Is the ASDQ Reliable in Screening for Autism?

ASDQ

At the beginning of this year, research published in the journal of Developmental Medicine and Child Neurology claims to have a free set of 39 questions, available for free here, that can be used to reliably diagnose autism. The new study is making waves online, but is the ASDQ reliable in screening for autism like it claims?

Before going into the questionnaire itself, it is important to understand how an autism diagnosis is obtained. Then it will be easier to understand what part the ASDQ might play in improving the accuracy of diagnoses. 

How is Autism Diagnosed?

Generally, before an autism diagnosis, either parents, teachers or other authority figures notice behavioral difficulties in a child and suggest an evaluation to understand these behavioral differences better.
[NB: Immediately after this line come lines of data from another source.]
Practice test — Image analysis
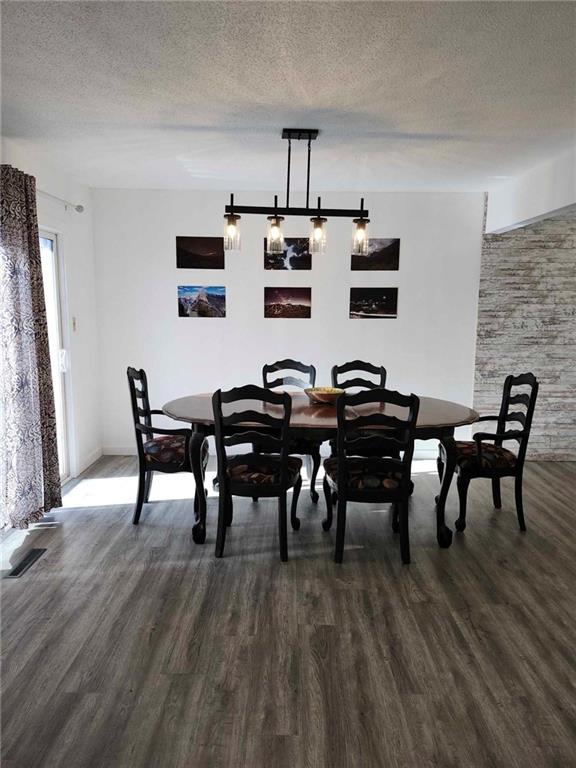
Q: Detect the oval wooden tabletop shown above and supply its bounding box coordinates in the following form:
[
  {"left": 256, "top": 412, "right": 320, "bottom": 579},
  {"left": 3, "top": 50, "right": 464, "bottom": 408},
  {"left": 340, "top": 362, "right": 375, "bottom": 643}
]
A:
[{"left": 162, "top": 392, "right": 478, "bottom": 430}]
This is often done in school, but may also be done by a private psychologist as well, though this is often prohibitively expensive for most families. 

The diagnosis for autism is given by a licensed psychologist after a period of observation and analysis. During this period, the psychologist will interview close family members, called “informants”, use questionnaires, and speak directly with the child making notes along the way. 

After their observation(s), the psychologist will organize, consider, and compare the data on the behaviors they observed to see whether an autism diagnosis might be appropriate or if the observed behaviors align more closely with other similarly presenting conditions. Then they will share their findings with the informants and decide a course of action moving forward which may include behavioral therapies or specialized education planning, depending on the child’s specific profile and needs. 

Why is Diagnosing Autism Difficult?

There are many factors that complicate an autism diagnosis, however. While there is a clear set of behaviors associated with autism, these behaviors are often seemingly completely unrelated. 

For example, two of the things often associated with autism are a lack of social skills or a sensitivity to sensory stimuli. Each individual may have one or both of these issues and every individual will have their own mixture of idiosyncratic behaviors that some psychologists may consider diagnostically significant while others may see as dismissable. 

Depending on the culture and gender of the individual, what is considered “normal” and what is considered autistic can vary widely. For example, trouble making eye contact is often associated with autism, but in many cultures, making direct eye contact may be inappropriate with authority figures.

So while a young white boy may be more likely to get diagnosed based on his avoidance of eye contact, a young Arab girl might have this symptom overlooked as it is seen as culturally appropriate for her to not have extended eye contact with an adult or even a peer she does not know well. 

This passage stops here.